While the Velcro man was soft around the edges, his friend was rough. He wore khaki-colored cargo pants, leather sandals, no socks, and a camp shirt that had probably been black at one time, but was now a soft gray. Rounding off the slacker look was a need to shave. A shock of hair that was genetically brown, but had been bleached and streaked by the sun, fell over direct eyes. Bold, Aries eyes. Eyes that held irritation. At her? Or the heat? Both?
She’d expected someone older. She didn’t know why. Maybe because to her a police officer was an authority figure, and authority figures were supposed to be older.
“You Cleo Tyler?” the sloppy one asked in an authoritative way that immediately set Cleo on edge, that immediately had her wanting to respond with something childish, like What’s it to you?
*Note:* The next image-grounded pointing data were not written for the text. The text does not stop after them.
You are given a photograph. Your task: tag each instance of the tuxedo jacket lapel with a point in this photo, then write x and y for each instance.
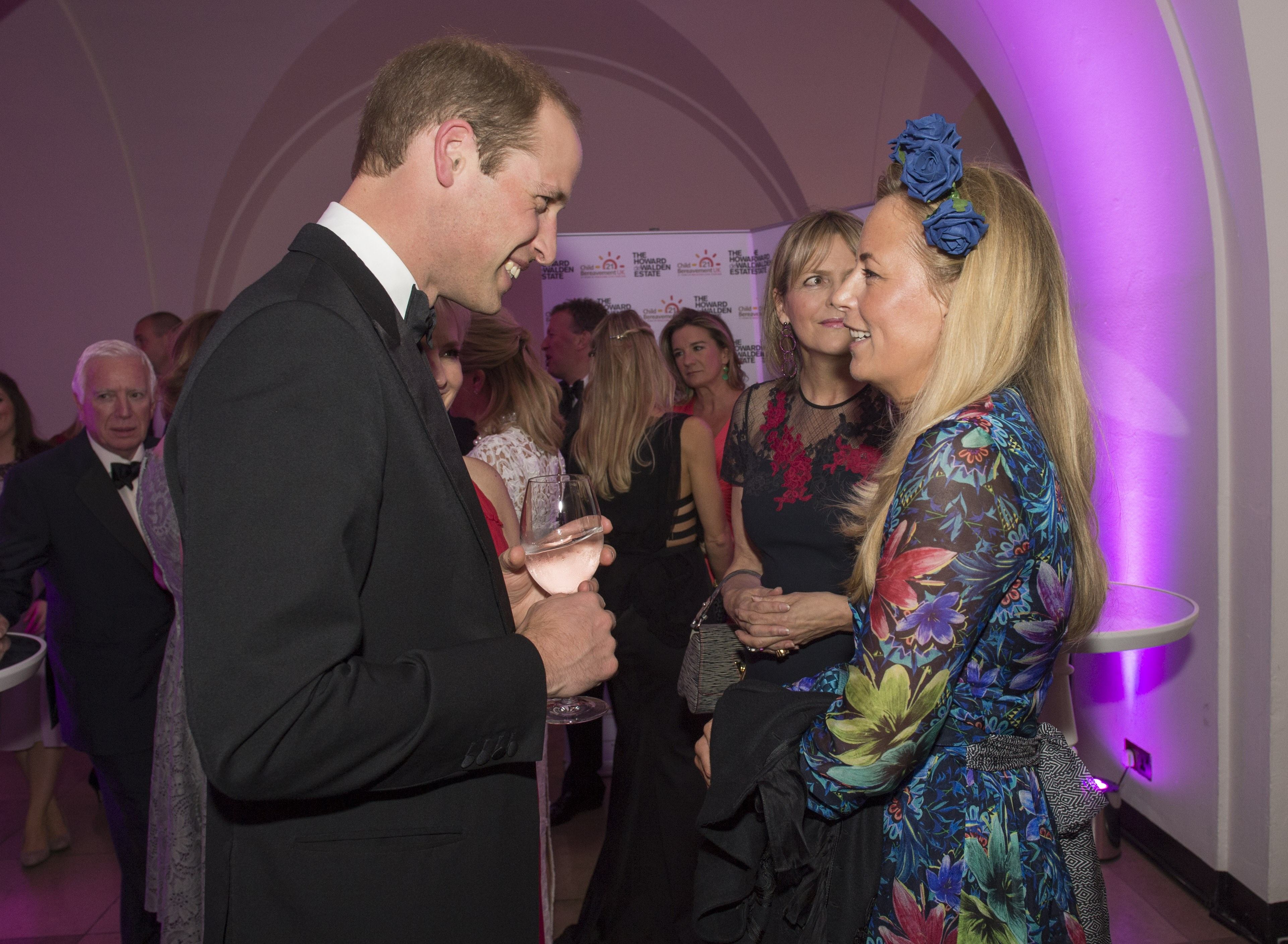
(408, 359)
(95, 487)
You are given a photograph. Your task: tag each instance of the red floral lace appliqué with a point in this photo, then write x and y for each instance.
(789, 454)
(860, 460)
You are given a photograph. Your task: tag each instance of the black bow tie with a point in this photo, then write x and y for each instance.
(570, 397)
(420, 315)
(125, 473)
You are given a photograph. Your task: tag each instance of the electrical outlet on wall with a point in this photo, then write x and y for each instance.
(1138, 759)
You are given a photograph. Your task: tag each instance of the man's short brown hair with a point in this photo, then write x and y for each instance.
(492, 87)
(585, 313)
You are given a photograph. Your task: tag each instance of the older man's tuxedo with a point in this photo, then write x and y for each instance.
(365, 713)
(106, 626)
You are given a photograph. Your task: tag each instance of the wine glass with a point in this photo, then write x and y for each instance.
(563, 539)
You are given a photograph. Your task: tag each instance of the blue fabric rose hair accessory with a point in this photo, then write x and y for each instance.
(932, 168)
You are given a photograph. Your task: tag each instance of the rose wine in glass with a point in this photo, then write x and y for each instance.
(562, 539)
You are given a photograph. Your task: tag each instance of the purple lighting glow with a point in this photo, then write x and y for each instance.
(1095, 101)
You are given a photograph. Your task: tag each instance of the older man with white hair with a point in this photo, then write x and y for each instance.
(70, 513)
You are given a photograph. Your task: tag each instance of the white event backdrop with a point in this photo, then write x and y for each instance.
(657, 273)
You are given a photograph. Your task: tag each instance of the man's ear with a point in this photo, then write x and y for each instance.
(454, 148)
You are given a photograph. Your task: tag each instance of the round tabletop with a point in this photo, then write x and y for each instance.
(1138, 617)
(22, 660)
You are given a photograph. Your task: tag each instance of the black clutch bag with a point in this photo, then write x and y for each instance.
(714, 660)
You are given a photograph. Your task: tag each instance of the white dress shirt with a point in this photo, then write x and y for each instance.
(129, 492)
(389, 270)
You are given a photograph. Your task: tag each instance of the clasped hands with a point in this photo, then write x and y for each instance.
(782, 623)
(574, 633)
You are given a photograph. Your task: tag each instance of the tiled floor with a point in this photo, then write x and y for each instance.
(1146, 907)
(73, 897)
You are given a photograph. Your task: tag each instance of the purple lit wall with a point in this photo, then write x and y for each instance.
(1095, 96)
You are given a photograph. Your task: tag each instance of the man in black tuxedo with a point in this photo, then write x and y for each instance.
(567, 350)
(366, 713)
(70, 513)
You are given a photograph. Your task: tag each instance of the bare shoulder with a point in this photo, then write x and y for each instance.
(696, 437)
(484, 476)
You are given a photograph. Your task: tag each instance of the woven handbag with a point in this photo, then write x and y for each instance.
(714, 658)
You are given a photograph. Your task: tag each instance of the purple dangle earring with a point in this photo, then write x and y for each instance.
(787, 345)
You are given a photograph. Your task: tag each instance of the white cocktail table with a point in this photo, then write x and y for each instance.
(22, 660)
(1134, 617)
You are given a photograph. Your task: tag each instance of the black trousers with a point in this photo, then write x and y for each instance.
(125, 781)
(585, 754)
(642, 889)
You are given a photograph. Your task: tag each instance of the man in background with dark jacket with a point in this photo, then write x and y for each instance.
(70, 514)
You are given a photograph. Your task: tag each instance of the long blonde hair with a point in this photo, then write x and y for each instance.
(629, 386)
(501, 348)
(185, 345)
(1008, 325)
(805, 244)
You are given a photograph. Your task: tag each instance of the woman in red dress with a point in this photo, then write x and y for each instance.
(700, 351)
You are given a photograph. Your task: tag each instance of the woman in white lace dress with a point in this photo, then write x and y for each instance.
(513, 402)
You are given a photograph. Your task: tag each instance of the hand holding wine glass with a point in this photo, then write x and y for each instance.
(563, 543)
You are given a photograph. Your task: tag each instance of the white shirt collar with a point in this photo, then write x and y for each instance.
(389, 270)
(107, 456)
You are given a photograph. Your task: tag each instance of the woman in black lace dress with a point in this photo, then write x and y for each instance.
(656, 476)
(796, 449)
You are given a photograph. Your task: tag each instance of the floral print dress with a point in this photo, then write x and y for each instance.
(956, 643)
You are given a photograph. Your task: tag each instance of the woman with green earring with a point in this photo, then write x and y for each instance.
(701, 355)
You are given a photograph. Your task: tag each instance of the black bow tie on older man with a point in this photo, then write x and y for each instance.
(570, 397)
(125, 473)
(420, 315)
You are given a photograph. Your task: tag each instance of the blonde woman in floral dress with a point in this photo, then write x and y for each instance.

Instead, she said, “Yes.”
“I’m Daniel Sinclair.”
She read him so easily. A skeptic. She didn’t mind skeptics. In fact, she was one. She’d spent the last several years trying to prove to herself that psychic phenomena didn’t exist.
She could see that Daniel Sinclair had come prepared to dislike her, but the sight of a blind person had sent him into a tailspin. Now he felt guilty for disliking someone who was handicapped, but he still thought she was out to take the town of Egypt, Missouri, for a ride.
Which could be the case. But it wasn’t her fault that they’d come begging for help. It wasn’t as though she was in the business. She’d been working in a coffee shop, for God’s sake. Lately she’d toyed with the idea of going back to school, but when the Egypt police chief called for the third time, Cleo found herself considering their request. Her life had fallen into a rut. And when she was told she’d get paid whether she found the master key or not, well, it was an offer she couldn’t refuse.